As mentioned in the previous section, bindkey -m now outputs a warning message telling you that multibyte input from the terminal is likely not to work. (See 3.5 if you don't know what this feature does.) If your terminal doesn't have characters that need to be input as multibyte, however, you can still use the meta bindings and can ignore the warning message. Use bindkey -m 2>/dev/null to suppress it.

You might also note that the latest version of the Cygwin environment for Windows supports UTF-8. In previous versions, zsh was able to compile with the MULTIBYTE option enabled, but the system didn't provide full support for it.

5.4: How can I input characters that aren't on my keyboard?

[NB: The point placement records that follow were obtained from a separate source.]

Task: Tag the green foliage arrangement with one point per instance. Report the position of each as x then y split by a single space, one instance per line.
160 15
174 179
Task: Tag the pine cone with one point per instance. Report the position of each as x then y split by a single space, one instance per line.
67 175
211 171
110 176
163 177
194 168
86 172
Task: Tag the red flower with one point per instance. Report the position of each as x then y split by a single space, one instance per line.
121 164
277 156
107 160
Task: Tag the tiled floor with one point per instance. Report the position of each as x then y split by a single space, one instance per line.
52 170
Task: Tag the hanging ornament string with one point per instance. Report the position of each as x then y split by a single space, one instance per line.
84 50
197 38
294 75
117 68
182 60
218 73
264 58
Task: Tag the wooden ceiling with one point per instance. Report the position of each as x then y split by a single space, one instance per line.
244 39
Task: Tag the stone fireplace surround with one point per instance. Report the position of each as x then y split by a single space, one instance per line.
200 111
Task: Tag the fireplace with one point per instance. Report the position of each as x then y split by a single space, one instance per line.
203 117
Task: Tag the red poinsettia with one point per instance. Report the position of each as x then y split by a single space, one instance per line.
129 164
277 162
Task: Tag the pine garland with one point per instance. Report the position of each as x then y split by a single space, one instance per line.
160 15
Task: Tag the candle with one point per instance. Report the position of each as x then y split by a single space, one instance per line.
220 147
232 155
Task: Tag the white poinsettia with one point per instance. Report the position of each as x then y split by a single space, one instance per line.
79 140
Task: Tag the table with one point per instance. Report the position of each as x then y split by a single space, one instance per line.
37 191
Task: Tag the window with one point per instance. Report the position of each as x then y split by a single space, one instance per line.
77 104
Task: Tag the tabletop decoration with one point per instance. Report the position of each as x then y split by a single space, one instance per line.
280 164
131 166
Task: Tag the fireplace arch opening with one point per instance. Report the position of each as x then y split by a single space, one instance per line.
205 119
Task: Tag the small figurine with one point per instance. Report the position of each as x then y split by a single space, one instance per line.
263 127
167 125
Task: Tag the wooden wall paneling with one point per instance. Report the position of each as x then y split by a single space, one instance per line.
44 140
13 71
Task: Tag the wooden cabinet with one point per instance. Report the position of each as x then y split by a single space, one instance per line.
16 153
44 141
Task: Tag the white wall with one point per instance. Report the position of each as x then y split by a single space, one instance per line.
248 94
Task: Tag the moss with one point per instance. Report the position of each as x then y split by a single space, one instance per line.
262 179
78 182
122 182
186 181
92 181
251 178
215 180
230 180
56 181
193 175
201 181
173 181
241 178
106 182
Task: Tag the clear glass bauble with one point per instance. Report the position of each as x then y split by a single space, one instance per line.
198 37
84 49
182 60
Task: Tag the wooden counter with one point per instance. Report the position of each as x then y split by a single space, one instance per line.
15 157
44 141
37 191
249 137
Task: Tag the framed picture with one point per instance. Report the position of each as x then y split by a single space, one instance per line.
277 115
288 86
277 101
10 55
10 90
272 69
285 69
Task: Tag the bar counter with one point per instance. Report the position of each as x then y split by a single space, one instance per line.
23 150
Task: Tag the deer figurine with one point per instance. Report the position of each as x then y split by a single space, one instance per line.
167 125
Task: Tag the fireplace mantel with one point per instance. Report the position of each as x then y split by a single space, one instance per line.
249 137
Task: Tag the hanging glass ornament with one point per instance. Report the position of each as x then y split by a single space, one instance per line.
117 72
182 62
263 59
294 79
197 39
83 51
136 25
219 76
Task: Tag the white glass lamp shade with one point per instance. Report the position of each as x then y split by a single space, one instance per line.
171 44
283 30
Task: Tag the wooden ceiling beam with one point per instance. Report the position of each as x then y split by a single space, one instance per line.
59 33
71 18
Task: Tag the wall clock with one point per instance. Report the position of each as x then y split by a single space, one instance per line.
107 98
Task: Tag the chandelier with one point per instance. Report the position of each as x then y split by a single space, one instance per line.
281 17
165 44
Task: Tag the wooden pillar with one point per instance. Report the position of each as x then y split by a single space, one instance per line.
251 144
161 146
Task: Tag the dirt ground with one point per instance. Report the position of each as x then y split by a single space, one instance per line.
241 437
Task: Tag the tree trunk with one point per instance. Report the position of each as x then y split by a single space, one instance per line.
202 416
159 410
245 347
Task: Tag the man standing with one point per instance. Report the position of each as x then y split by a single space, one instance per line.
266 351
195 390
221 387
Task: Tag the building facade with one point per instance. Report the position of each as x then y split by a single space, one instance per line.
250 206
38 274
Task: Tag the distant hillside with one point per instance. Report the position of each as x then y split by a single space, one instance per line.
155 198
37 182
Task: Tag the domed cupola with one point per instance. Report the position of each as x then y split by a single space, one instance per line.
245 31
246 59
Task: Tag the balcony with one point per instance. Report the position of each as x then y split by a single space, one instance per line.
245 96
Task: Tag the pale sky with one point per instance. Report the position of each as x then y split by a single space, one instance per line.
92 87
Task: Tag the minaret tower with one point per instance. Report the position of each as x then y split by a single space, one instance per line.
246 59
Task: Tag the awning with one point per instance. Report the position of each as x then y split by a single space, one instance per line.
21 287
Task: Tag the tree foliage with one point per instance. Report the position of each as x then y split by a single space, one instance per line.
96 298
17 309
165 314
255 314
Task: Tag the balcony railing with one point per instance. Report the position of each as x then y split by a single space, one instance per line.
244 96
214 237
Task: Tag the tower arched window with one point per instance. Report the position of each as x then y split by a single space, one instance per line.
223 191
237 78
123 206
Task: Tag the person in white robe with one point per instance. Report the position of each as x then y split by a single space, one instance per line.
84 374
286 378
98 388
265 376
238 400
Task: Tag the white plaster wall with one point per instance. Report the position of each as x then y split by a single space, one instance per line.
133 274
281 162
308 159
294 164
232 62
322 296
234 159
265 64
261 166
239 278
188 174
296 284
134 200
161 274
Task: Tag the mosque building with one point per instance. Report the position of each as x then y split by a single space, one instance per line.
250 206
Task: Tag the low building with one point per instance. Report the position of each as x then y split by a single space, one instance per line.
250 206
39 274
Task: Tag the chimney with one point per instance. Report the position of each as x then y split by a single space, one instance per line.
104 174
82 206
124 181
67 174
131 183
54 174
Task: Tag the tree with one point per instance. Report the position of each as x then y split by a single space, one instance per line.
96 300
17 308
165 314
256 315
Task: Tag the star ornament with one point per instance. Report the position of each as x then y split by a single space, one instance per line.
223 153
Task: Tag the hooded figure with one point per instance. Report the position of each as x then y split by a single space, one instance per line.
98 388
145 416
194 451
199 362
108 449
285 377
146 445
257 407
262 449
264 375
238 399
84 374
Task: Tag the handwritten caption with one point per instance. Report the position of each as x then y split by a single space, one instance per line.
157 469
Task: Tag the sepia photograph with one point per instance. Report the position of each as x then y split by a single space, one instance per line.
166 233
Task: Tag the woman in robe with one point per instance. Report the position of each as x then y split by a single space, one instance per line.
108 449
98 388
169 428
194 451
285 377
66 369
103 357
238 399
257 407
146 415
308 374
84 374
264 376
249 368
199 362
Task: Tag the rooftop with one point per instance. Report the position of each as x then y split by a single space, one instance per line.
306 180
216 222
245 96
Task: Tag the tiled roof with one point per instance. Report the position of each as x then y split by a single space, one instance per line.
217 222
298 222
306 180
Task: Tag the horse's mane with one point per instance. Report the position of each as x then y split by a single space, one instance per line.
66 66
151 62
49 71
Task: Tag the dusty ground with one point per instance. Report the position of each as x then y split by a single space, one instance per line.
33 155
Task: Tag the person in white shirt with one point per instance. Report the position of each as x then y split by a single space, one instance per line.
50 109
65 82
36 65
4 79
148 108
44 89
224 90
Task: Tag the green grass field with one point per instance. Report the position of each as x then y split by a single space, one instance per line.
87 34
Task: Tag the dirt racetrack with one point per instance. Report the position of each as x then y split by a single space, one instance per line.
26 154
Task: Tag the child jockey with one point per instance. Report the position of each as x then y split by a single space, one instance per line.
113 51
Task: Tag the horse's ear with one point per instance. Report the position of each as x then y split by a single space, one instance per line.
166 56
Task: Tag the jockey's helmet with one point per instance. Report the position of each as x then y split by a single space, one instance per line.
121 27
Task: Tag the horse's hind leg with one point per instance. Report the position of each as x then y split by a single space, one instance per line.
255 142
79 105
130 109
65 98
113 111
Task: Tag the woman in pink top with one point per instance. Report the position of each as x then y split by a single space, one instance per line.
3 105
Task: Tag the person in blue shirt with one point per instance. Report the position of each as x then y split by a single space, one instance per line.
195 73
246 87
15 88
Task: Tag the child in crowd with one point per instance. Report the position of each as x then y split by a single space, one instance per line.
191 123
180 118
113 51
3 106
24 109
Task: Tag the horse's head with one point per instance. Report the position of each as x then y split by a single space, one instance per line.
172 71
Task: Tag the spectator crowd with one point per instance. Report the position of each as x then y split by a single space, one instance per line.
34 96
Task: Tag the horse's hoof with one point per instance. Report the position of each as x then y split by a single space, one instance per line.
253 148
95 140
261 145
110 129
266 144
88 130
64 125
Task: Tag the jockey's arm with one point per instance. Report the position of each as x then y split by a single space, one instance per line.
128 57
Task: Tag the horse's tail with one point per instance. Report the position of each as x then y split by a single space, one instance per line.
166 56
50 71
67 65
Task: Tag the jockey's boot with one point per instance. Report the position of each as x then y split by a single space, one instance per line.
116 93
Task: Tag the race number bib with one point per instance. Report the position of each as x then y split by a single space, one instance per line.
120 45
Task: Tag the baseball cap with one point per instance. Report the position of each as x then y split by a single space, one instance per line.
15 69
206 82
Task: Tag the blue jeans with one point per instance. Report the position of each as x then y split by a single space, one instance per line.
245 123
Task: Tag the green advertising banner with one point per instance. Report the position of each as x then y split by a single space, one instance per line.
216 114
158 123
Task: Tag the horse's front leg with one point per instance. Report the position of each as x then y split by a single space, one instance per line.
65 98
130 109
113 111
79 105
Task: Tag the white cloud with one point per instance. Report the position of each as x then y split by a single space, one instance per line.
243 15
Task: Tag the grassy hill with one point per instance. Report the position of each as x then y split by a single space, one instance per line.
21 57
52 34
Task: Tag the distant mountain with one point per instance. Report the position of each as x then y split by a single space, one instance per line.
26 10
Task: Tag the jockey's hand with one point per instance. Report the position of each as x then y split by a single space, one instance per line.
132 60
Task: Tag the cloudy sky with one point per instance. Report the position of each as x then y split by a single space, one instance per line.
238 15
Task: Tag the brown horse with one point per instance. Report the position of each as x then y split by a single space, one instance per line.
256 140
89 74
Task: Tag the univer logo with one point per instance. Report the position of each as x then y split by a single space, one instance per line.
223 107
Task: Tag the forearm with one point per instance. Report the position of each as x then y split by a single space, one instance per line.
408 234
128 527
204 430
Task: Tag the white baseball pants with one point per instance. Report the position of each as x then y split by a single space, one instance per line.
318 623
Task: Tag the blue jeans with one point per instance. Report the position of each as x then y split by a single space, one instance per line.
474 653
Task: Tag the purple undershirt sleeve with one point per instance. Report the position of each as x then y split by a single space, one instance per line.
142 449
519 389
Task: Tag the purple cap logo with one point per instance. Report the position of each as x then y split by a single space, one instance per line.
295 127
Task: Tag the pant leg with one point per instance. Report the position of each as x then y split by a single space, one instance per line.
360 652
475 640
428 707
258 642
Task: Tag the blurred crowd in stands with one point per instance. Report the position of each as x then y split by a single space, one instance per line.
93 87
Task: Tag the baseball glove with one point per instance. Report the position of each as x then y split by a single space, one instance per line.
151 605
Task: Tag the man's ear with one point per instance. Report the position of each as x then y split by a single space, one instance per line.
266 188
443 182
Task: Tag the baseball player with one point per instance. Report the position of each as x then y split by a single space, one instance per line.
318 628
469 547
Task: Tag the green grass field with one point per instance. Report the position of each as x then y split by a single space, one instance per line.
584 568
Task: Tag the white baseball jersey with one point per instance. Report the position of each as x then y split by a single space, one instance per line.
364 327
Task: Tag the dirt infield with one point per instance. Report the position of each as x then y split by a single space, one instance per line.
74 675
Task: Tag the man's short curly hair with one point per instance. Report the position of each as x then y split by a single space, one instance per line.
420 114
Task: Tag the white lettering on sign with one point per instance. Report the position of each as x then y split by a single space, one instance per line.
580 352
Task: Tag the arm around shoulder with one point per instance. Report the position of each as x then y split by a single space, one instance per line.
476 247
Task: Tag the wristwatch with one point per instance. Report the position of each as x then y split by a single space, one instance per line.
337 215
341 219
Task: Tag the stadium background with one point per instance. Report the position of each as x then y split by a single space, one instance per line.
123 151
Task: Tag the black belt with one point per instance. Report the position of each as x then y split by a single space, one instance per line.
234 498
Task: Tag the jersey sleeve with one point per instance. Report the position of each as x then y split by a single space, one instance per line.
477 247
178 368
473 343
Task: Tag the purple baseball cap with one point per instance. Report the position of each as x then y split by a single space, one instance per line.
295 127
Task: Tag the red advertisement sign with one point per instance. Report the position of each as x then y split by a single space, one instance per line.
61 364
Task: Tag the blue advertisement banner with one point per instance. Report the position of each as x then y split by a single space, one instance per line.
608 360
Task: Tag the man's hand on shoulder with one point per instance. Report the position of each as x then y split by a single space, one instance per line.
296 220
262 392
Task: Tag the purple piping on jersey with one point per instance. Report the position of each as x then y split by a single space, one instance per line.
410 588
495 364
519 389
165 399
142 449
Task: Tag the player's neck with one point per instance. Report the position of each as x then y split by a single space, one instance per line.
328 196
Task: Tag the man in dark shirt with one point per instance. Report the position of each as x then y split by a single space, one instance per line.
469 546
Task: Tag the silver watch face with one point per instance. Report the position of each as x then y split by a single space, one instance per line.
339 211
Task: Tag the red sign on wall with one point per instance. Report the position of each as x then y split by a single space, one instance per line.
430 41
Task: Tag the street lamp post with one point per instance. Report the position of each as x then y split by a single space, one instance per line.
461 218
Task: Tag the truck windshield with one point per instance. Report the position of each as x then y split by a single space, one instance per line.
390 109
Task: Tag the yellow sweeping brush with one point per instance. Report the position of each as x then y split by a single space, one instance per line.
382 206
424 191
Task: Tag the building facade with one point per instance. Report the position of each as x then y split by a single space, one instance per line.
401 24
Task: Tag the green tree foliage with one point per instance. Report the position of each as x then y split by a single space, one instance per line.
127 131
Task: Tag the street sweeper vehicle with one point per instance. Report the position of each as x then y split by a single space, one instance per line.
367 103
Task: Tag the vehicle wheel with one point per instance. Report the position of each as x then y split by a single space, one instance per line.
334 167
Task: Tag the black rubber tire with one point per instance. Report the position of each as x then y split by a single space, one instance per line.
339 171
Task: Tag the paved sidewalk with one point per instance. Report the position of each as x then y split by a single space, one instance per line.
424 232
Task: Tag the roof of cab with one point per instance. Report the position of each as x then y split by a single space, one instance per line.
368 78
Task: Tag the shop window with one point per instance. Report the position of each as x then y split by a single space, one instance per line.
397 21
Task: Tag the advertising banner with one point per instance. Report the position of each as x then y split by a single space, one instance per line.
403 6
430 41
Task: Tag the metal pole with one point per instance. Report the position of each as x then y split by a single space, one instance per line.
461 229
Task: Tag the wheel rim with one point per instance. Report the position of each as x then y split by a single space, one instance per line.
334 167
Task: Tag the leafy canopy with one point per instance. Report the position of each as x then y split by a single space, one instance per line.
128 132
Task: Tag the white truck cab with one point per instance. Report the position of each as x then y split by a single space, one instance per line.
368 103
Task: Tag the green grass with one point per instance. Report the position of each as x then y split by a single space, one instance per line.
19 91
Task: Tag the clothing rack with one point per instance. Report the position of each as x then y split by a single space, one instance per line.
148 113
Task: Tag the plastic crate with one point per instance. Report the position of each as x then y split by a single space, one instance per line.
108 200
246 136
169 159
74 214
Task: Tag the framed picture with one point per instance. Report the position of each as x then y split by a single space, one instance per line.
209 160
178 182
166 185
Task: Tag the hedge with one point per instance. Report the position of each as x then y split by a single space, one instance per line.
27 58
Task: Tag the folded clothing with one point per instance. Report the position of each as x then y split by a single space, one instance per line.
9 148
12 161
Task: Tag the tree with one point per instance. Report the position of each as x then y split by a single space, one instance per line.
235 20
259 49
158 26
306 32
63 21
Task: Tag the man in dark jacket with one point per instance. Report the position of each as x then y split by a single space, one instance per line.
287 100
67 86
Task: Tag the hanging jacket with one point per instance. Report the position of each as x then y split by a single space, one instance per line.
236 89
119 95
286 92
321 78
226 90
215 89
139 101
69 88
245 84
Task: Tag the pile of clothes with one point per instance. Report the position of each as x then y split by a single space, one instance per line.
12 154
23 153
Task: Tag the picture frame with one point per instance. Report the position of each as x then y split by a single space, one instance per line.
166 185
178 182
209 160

Two functions are provided with zsh that help you input characters. As with all editing widgets implemented by functions, you need to mark the function for autoload, create the widget, and, if you are going to use it frequently, bind it to a key sequence. The following binds insert-composed-char to F5 on my keyboard:


    autoload -Uz insert-composed-char
    zle -N insert-composed-char
    bindkey '\e[15~' insert-composed-char

The two widgets are described in the zshcontrib(1) manual page, but here is a brief summary:

insert-composed-char is followed by two characters that are a mnemonic for a multibyte character. For example a: is a with an Umlaut; cH is the symbol for hearts on a playing card. Various accented characters, European and related alphabets, and punctuation and mathematical symbols are available. The mnemonics are mostly those given by RFC 1345, see http://www.faqs.org/rfcs/rfc1345.html.

insert-unicode-char is used to input a Unicode character by its hexadecimal number. This is the number given in the Unicode character charts, see for example http://www.unicode.org/charts/. You need to execute the function, then type the hexadecimal number (you can omit any leading zeroes), then execute the function again.

Both functions can be used without multibyte mode, provided the locale is correct and the character selected exists in the current character set; however, using UTF-8 massively extends the number of valid characters that can be produced.

If you have a recent X Window System installation, you might find the AltGr key helps you input accented Latin characters; for example on my keyboard AltGr-; e gives e with an acute accent. See also http://www.cl.cam.ac.uk/~mgk25/unicode.html#input for general information on entering Unicode characters from a keyboard.